Friday, February 26, 2016

Quieter weather

A couple of tufted titmice got up before the warbler and visited the feeder.  The red bellied woodpecker was another early riser, as, alas, were a couple of starlings.  The downies came later.  Song and white throated sparrows, juncos, robins, and finally Carolina wrens foraged on the ground.  Three blue jays quarreled in the trees.  I also saw all the seed feeder regulars - cardinals, house finches, and chickadees. 

I was photographing buffleheads on the creek when a pair of wood ducks paddled swiftly upstream.  I only got the male in the rear.  While it was mostly buffleheads, I did see a hooded merganser.  And, of course, mallards, cormorants, and geese floated, while gulls flew over.

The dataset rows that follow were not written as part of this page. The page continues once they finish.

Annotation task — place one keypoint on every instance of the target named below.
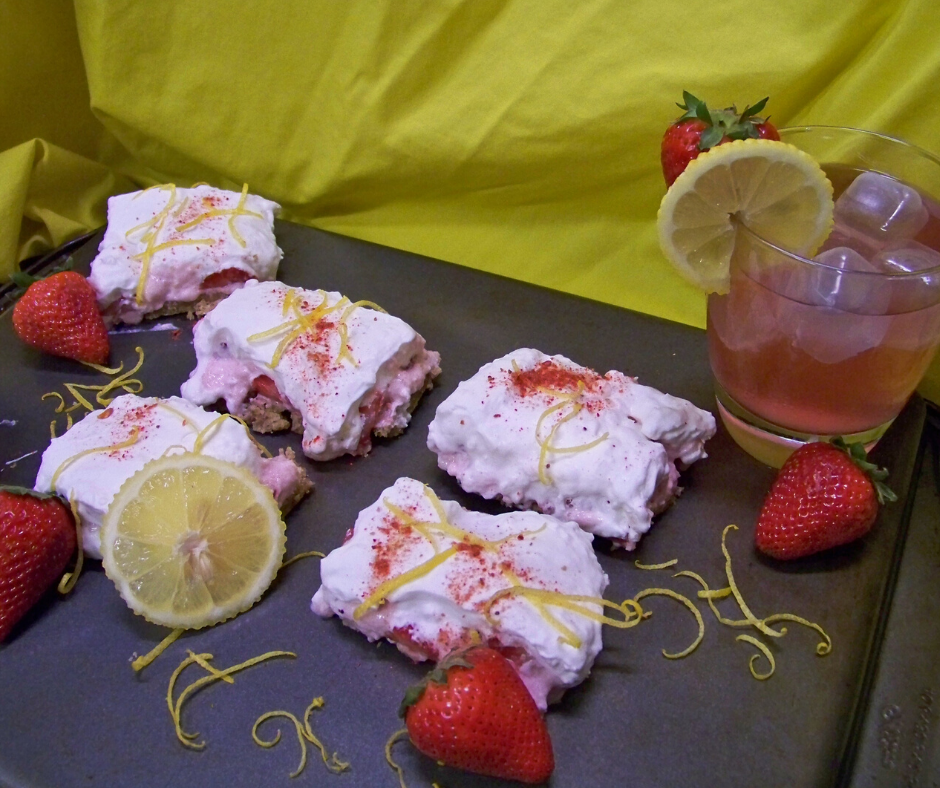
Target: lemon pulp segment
(190, 540)
(775, 189)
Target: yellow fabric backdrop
(519, 137)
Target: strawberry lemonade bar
(313, 361)
(90, 462)
(169, 251)
(432, 577)
(541, 431)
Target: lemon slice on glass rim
(775, 189)
(190, 540)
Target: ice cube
(846, 237)
(845, 281)
(831, 336)
(907, 257)
(882, 209)
(845, 258)
(911, 293)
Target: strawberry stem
(859, 456)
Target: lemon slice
(777, 190)
(190, 540)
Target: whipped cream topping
(347, 371)
(161, 426)
(601, 450)
(180, 238)
(437, 611)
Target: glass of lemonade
(834, 345)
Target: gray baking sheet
(73, 713)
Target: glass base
(770, 444)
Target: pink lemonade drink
(835, 345)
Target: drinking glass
(805, 349)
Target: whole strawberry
(37, 540)
(473, 712)
(59, 315)
(826, 494)
(700, 129)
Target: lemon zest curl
(304, 734)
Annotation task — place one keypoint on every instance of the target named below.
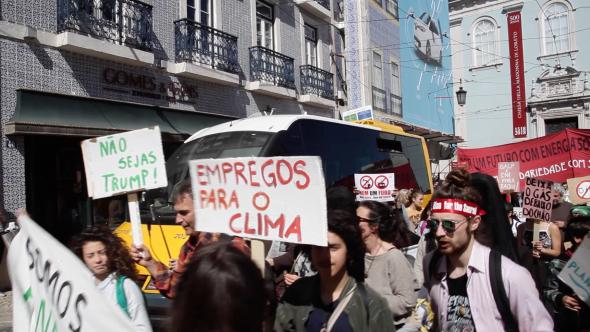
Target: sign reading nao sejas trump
(53, 290)
(278, 198)
(124, 163)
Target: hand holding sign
(281, 198)
(125, 163)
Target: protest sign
(508, 176)
(537, 201)
(53, 290)
(375, 187)
(279, 198)
(579, 189)
(576, 272)
(125, 164)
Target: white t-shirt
(135, 303)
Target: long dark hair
(345, 225)
(221, 290)
(119, 262)
(392, 227)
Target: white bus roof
(270, 123)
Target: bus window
(346, 150)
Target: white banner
(576, 272)
(375, 187)
(279, 198)
(53, 290)
(124, 163)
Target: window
(395, 99)
(200, 11)
(311, 42)
(377, 70)
(264, 21)
(378, 93)
(392, 7)
(484, 43)
(555, 28)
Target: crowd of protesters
(476, 267)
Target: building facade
(74, 69)
(555, 59)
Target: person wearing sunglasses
(387, 270)
(458, 274)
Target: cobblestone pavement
(6, 312)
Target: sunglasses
(448, 225)
(361, 219)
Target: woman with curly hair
(336, 299)
(114, 272)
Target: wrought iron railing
(379, 99)
(127, 22)
(324, 3)
(203, 44)
(315, 81)
(270, 66)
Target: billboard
(425, 53)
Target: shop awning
(42, 113)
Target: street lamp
(461, 94)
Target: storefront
(52, 127)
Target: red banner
(555, 157)
(519, 125)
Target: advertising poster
(427, 96)
(278, 198)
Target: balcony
(205, 53)
(379, 100)
(119, 29)
(317, 86)
(271, 73)
(320, 8)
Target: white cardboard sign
(508, 176)
(375, 187)
(53, 290)
(124, 163)
(278, 198)
(576, 272)
(537, 201)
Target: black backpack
(498, 290)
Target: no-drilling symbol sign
(376, 187)
(366, 182)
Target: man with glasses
(458, 273)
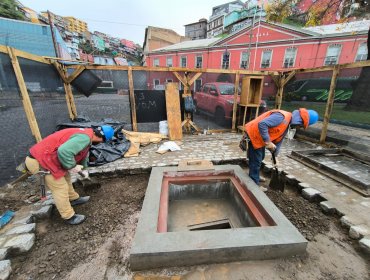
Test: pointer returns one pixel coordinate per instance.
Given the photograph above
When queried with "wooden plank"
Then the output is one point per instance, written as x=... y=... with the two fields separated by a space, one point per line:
x=132 y=99
x=194 y=78
x=30 y=56
x=181 y=79
x=61 y=73
x=25 y=97
x=75 y=74
x=70 y=101
x=329 y=104
x=176 y=69
x=173 y=111
x=235 y=100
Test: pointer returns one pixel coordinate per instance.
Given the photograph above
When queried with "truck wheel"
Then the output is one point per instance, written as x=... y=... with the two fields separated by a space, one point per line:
x=196 y=110
x=220 y=116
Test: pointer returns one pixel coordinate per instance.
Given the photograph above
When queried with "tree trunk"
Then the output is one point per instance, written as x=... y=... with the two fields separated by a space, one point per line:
x=360 y=99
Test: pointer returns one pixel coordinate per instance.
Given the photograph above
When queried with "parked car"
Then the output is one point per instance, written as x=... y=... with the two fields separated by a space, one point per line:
x=217 y=99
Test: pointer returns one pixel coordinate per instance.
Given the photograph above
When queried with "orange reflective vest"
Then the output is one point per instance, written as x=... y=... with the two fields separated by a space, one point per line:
x=276 y=133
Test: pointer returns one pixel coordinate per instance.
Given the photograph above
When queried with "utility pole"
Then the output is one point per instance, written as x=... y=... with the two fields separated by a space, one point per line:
x=53 y=35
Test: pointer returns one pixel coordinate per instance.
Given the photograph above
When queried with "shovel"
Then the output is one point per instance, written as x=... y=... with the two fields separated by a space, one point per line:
x=275 y=182
x=88 y=182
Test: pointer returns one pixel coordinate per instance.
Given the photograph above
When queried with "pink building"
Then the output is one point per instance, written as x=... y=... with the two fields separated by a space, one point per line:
x=269 y=46
x=266 y=47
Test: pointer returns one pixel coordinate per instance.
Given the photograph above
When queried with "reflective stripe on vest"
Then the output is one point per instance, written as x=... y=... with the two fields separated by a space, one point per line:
x=276 y=133
x=46 y=151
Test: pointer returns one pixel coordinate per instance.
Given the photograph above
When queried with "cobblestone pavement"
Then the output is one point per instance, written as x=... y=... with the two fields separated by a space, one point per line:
x=353 y=208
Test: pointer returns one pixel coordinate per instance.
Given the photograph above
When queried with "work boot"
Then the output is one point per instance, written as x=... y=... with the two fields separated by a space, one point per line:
x=76 y=219
x=262 y=188
x=80 y=200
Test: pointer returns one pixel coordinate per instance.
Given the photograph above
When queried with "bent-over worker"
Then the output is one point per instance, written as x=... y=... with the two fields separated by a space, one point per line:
x=268 y=131
x=63 y=152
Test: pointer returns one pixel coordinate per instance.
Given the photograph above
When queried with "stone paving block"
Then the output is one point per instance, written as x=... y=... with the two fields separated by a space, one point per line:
x=43 y=213
x=5 y=269
x=3 y=253
x=365 y=244
x=310 y=193
x=19 y=244
x=346 y=222
x=327 y=208
x=359 y=231
x=25 y=219
x=28 y=228
x=304 y=185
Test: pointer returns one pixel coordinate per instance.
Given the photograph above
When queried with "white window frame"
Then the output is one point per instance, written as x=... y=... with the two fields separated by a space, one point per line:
x=270 y=60
x=241 y=60
x=329 y=60
x=195 y=84
x=201 y=56
x=222 y=60
x=186 y=61
x=169 y=57
x=294 y=57
x=363 y=56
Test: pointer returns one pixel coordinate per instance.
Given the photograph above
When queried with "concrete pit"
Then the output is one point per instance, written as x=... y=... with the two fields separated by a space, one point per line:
x=203 y=217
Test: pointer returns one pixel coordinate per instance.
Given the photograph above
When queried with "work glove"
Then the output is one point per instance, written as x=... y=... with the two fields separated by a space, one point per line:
x=270 y=146
x=76 y=169
x=85 y=174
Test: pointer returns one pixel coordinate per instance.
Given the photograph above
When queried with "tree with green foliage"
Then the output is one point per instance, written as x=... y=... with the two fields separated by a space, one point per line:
x=9 y=9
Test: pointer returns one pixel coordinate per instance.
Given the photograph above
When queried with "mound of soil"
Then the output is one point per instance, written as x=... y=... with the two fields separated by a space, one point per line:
x=60 y=247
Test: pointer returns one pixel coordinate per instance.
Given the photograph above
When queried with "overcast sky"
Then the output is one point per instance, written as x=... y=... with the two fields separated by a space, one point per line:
x=128 y=18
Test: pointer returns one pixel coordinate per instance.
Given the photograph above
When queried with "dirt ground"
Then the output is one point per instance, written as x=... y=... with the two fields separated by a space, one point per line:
x=99 y=248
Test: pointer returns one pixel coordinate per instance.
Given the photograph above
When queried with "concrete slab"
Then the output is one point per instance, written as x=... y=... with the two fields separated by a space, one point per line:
x=152 y=249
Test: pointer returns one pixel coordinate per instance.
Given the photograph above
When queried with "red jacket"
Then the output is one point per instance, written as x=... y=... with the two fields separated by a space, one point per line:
x=276 y=133
x=46 y=151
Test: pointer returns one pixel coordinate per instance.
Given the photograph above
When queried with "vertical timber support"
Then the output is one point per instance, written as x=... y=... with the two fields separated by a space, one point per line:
x=235 y=103
x=132 y=99
x=27 y=105
x=329 y=104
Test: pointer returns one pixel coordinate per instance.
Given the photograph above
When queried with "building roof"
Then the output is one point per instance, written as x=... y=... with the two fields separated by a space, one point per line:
x=347 y=27
x=189 y=45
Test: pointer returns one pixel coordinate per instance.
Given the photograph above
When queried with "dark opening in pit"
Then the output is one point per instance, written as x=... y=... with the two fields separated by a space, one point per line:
x=220 y=224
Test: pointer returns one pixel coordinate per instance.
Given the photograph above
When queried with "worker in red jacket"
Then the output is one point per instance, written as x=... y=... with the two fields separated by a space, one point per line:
x=269 y=130
x=63 y=152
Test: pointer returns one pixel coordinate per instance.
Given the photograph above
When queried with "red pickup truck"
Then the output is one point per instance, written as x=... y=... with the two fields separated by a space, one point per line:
x=217 y=99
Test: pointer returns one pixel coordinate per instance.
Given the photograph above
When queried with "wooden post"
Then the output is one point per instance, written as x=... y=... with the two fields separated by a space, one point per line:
x=329 y=104
x=132 y=99
x=235 y=104
x=27 y=105
x=70 y=101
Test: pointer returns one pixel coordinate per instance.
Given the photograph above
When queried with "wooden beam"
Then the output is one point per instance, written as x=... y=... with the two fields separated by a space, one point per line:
x=176 y=69
x=235 y=104
x=173 y=111
x=30 y=56
x=27 y=105
x=75 y=74
x=181 y=79
x=61 y=73
x=194 y=78
x=70 y=101
x=132 y=99
x=329 y=104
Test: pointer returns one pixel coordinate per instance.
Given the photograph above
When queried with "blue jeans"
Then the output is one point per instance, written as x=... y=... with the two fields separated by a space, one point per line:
x=255 y=157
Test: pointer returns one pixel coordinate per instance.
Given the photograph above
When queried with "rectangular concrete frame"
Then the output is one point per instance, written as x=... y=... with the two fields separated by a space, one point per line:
x=151 y=249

When I went out to hang mended birdhouses, I was cussed out by a flicker.  Daffodils, hyacinths, and a lone leucojum were blooming.  There was a lot of testy songbird behavior this morning.  Finches squabbled and then the warbler chased them.  Squirrels, on the other hand, were feeling romantic.

The feeders were pretty quiet at lunch and after.  Out on the creek, mallards dabbled while buffleheads, cormorants and pelicans fished.  Motion in the shoreline reeds caught my eye and eventually revealed a crow foraging in the mud.   The sky was clear right through sunset.